‘I don’t know,’ he sighs. ‘If you’d asked me that question a year ago I would have laughed at you, told you there was no chance Sally would have laid a finger on her child. But after that night with the wine bottle . . . she was like a different person, Kate, like a monster. The anger, it was like nothing I’ve seen before.’
I nod my head. He may not have seen it before but I have. He might as well be describing my father. I think of those nights when I would cower in my room after a beating and have to listen while my father kicked the shit out of my terrified mother. It would go on for hours and hours. And the next day I would ask Sally if she’d heard it and she would look at me as though I was talking nonsense.
‘You need another drink,’ I say to Paul, putting my hand on his. ‘Same again?’
When I return from the bar he is gone, though his coat is still on the back of the chair. I put his pint down and take another long sip of my wine. The bottle’s nearly finished. Funny how after years of abstinence drink can so quickly become a habit again. I think of Sally and tell myself that after tonight I’ll go back on the wagon. I look up and see Paul weaving his way through the bar.
‘Sorry about that,’ he says as he sits down. ‘Call of nature.’
‘Cheers,’ I say, lifting my glass.
‘Cheers,’ he replies. ‘And thanks for the pint.’
I drain the glass and pour myself another. I feel quite tipsy. Tomorrow I’ll stop, but tonight I’m going to enjoy this warm fuzzy feeling. It feels like I’m holed up in a cocoon where nothing can get me, no nightmares, no voices, no images of him.
Paul is talking about his work but I’m not really listening any more. I catch snippets of words – Calais, paperwork, migrants – and I make sympathetic noises as he tells me about the upcoming forty-eight-hour strike by the French lorry drivers.
I swill the wine in my glass, and feel the bar spin slightly. I rather like it.
‘It’s going to cause chaos . . . Have to work late that week.’
As his story continues I take another gulp of wine, then another and another until his voice forms a strange snake-like coil around my head, binding me to the past. I’m aware of Ray watching me from the bar and suddenly I’m seventeen years old again, sipping Vermouth and lemonade with some unsuitable lad while Dad’s friend keeps an eye on me. But somewhere in the centre of my consciousness I know why I’m drinking. I’m thinking of him.

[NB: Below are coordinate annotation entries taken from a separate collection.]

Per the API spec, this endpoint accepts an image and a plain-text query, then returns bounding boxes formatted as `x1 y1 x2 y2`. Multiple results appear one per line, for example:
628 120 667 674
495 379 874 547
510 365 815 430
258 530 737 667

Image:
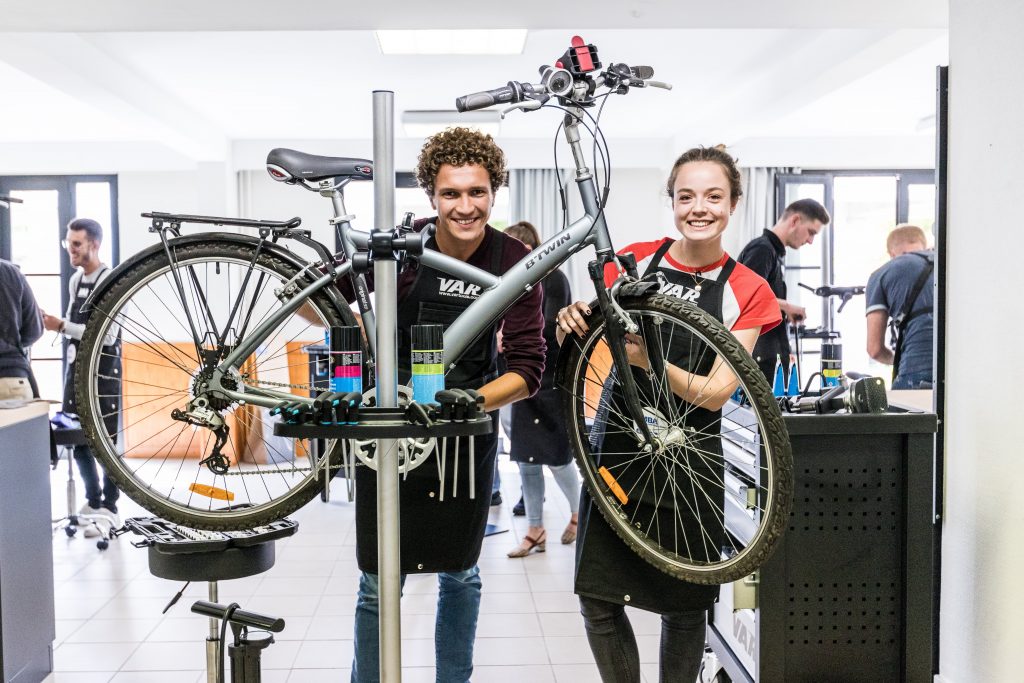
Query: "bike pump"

‘Where are you, Chris?’ I whisper to the swirling room and for a moment I think I see him over by the bar, standing next to Ray, but the image disintegrates and Paul is back, telling me that if the strike goes ahead he might have to ‘stay over in Dover’.
‘Ha! Over in Dover. That rhymes.’ My voice is jagged and I feel the words tensing against my teeth as I speak. ‘Over in Dover. That’s brilliant.’
I go to grab my glass to make a toast to Paul and the lorry drivers’ strike and the delights of Dover but I miss my target and warm liquid seeps underneath my arm.
‘Whoa, careful! Time to call a cab.’
I hear Paul’s voice through the clanking sound of a bell ringing somewhere on the edge of my consciousness. Then a hand clasps round my waist, a gust of cold air whips into my face and I am on the ground, shuffling on my belly towards the men. I feel blood in my mouth, congealing and thickening as I try to breathe. Then the sound of gunshot pummels the air. I put my head down, close my eyes and start to count, and when I open them I see his face.
14
Herne Bay Police Station
30.5 hours detained
‘Did you sleep well?’
I look up at Shaw as she waits for my reply. She looks refreshed. Her navy trouser suit has been replaced with a cream skirt and black polo neck jumper. She will have slept in her own bed, next to her husband. She will have eaten breakfast at her own table, showered in her own bathroom. She is a free woman. As I sit here in yesterday’s clothes, the smell of the police cell embedded in my hair and skin, my back aching from the hard mattress I spent the night on, I try to remember what being free feels like. It seems like I’ve been held here for ever.
‘What do you think?’ I shoot back. ‘It’s not exactly the Ritz, is it?’
Shaw smiles awkwardly then begins.
‘Can you tell me about the incident in Soho, Kate?’
I look up at Shaw again. She is reading from a new set of notes.
‘What incident in Soho?’
‘The Star cafe on Great Chapel Street?’
My body tenses. She knows.
‘What about it?’
‘You went there the day after the incident with Rachel Hadley, didn’t you?’
She looks at me unblinkingly, her face a mask.
‘Yes,’ I whisper and as she prepares to ask me more questions I see myself that evening, fresh out of hospital and pumped up with painkillers, walking and walking like a zombie through the streets of Soho.
‘Can you tell me what happened?’
‘I was going for a coffee.’
‘But you didn’t quite make it to the cafe, did you?’
I look down at the linoleum floor, remembering the big hole outside the Star that was blinking and groaning at me like some great sea monster.